Gaetz’s witness intimidation tactics were so over the line that he ultimately deleted the tweet and made a public apology over Twitter to Speaker Nancy Pelosi. Just revel in that for a second—a Trump hatchet man in such a sweat over his felonious behavior that he literally has to write “I’m sorry” to GOP archenemy Nancy Pelosi.
But Gaetz’s tweet presaged a day of testimony in which nearly every one of Cohen’s GOP questioners sought to malign, shame, and discredit him—never mind the fact that it was Trump who hired him and kept him around for 10 years. As former U.S. Attorney David Kelley told MSNBC’s Ari Melber, “The government didn’t pick Cohen as their witness, Trump did.”
No matter what Cohen said or did, Republican lawmakers dismissed him as a “pathological liar.” Arizona Rep. Paul Gosar saw fit to literally hurl the schoolyard taunt at Cohen, “Liar, liar, pants on fire.” That’s apparently what the hearing preparation of a five-term congressman yields in today’s Republican party.

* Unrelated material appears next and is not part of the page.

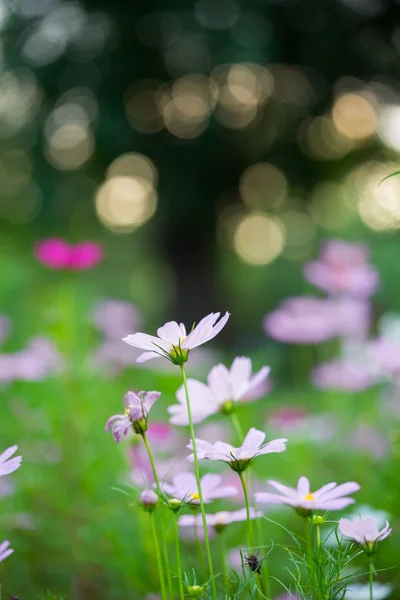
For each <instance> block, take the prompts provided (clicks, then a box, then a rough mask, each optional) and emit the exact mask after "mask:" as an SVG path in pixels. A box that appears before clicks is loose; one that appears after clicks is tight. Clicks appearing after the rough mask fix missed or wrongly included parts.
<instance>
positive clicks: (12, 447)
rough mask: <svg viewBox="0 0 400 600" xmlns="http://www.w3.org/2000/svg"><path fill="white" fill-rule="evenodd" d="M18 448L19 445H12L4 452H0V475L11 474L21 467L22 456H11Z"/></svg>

Republicans should have been ashamed, embarrassed, even remorseful perhaps for helping to create and foster the farce now consuming our country. But instead, they were steadfastly unapologetic and unconcerned by the Pandora’s box of illicit activity Cohen cracked open. Ohio Rep. Jim Jordan, the ranking GOP member on the Oversight Committee, just wasn’t that impressed by the Trump-directed criminal conspiracy to cover up hush money payments that Cohen detailed from end to end. So what if Cohen brought corroboration in the form of checks signed by Trump, Don Jr. and Trump Organization CFO Allen Weisselberg?

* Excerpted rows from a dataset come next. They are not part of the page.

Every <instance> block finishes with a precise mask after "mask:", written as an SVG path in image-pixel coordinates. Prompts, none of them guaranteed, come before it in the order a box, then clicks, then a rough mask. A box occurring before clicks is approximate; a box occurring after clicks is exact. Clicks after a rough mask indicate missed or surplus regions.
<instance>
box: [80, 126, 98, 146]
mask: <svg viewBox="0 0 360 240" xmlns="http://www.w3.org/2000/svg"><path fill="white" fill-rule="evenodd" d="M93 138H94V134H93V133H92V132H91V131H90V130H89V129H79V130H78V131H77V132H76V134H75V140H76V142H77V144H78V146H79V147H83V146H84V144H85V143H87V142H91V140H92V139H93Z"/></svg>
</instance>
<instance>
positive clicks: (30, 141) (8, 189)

“I think it’s news we knew about,” Jordan flippantly told CNN, because a conspiracy to defraud the American people, hatched on the campaign trail and carried out from within the White House, is so last week.

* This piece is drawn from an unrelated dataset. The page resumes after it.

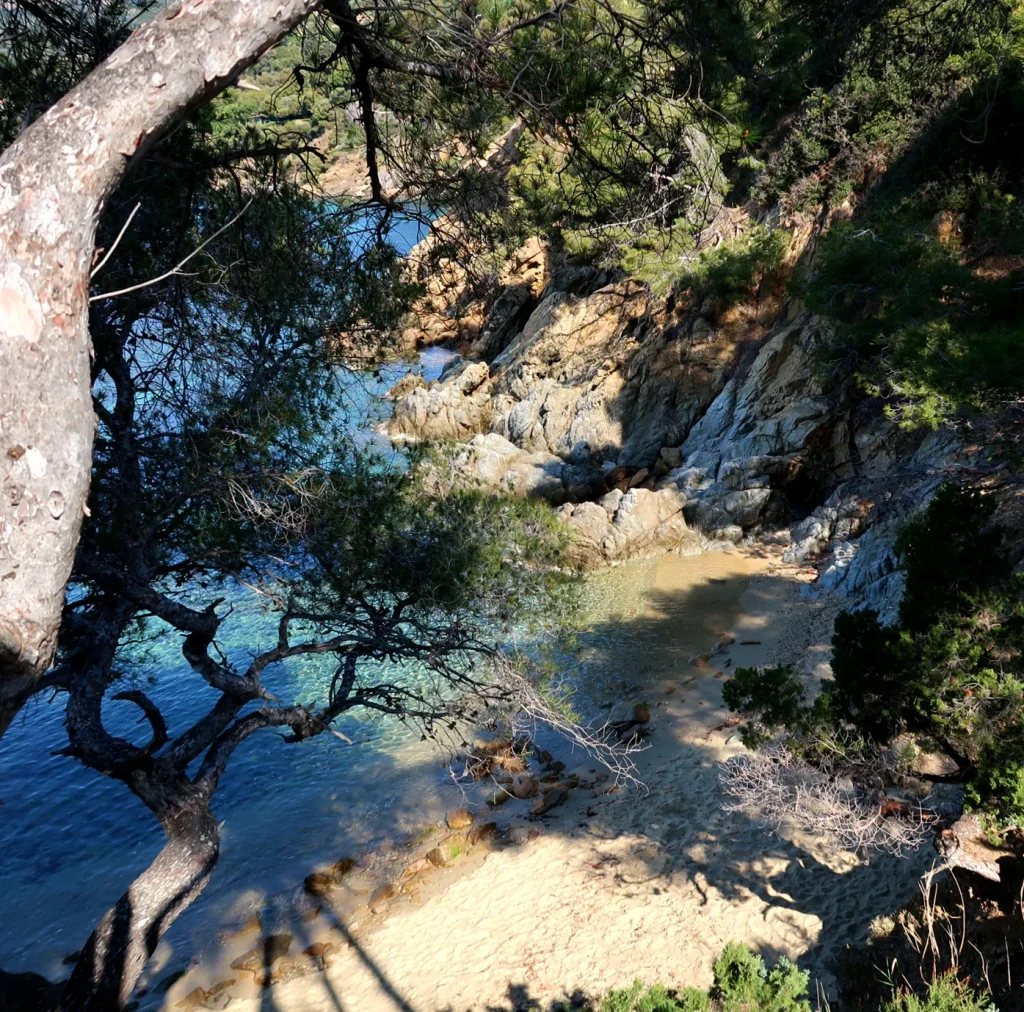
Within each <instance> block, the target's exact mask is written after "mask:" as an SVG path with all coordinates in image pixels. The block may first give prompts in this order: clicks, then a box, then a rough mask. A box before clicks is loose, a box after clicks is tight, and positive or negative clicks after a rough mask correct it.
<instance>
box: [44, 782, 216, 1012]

That’s because the Republican party, or what’s left of it, now exists in sole service of Donald Trump’s fraud. Neither principle nor ideal of any sort guides the party—just the destruction of objective reality, lest it exposes Trump as the petty and impotent huckster to whom they have sold their souls. As Peter Wehner wrote in the New York Times:
More than tax cuts. More than trade wars. More even than building a wall on our southern border. Republicans are dedicated to annihilating truth in order to defend Mr. Trump and they will go after anyone, from Mr. Cohen to Robert Mueller, who is a threat to him.
Republicans weren’t attacking Cohen this week, they were attacking truth itself because truth and Trump are mutually exclusive propositions. They cannot coexist and the survival of one depends on the destruction of the other.
Cohen spoke to that reality with the wisdom of a man who has been there, and he warned lawmakers and the country alike about the path he saw them sliding down.
“Everybody’s job at the Trump Organization is to protect Mr. Trump,” Cohen told lawmakers. “Every day, most of us knew we were coming in and we were going to lie for him on something. And that became the norm. And that is exactly what is happening right now in this country and it is exactly what’s happening here in government, sir.”
At the end of Trump’s first 100 days in office, a fellow Manhattanite who had decades of experience tangling with Trump foretold where the country was headed.
“As anyone who has followed his jerry-rigged career from the 1980s onward will tell you, Trump just drags you to the bottom of the pond every time,” wrote former Vanity Fair editor Graydon Carter. “Decades ago, he was a short-fingered vulgarian tooling around town in a mauve stretch limo, reeking of Brut. In those days, competitors, subcontractors, politicians, and wives were the ones who found themselves mired in the Trump muck. Now it is the country that’s up to its knees in it.”
Pretty damn close to the entire Republican party—roughly a third of the country—is now mired Trump’s swampland. It’s up to the rest of us to keep the remainder of the country from getting sucked under.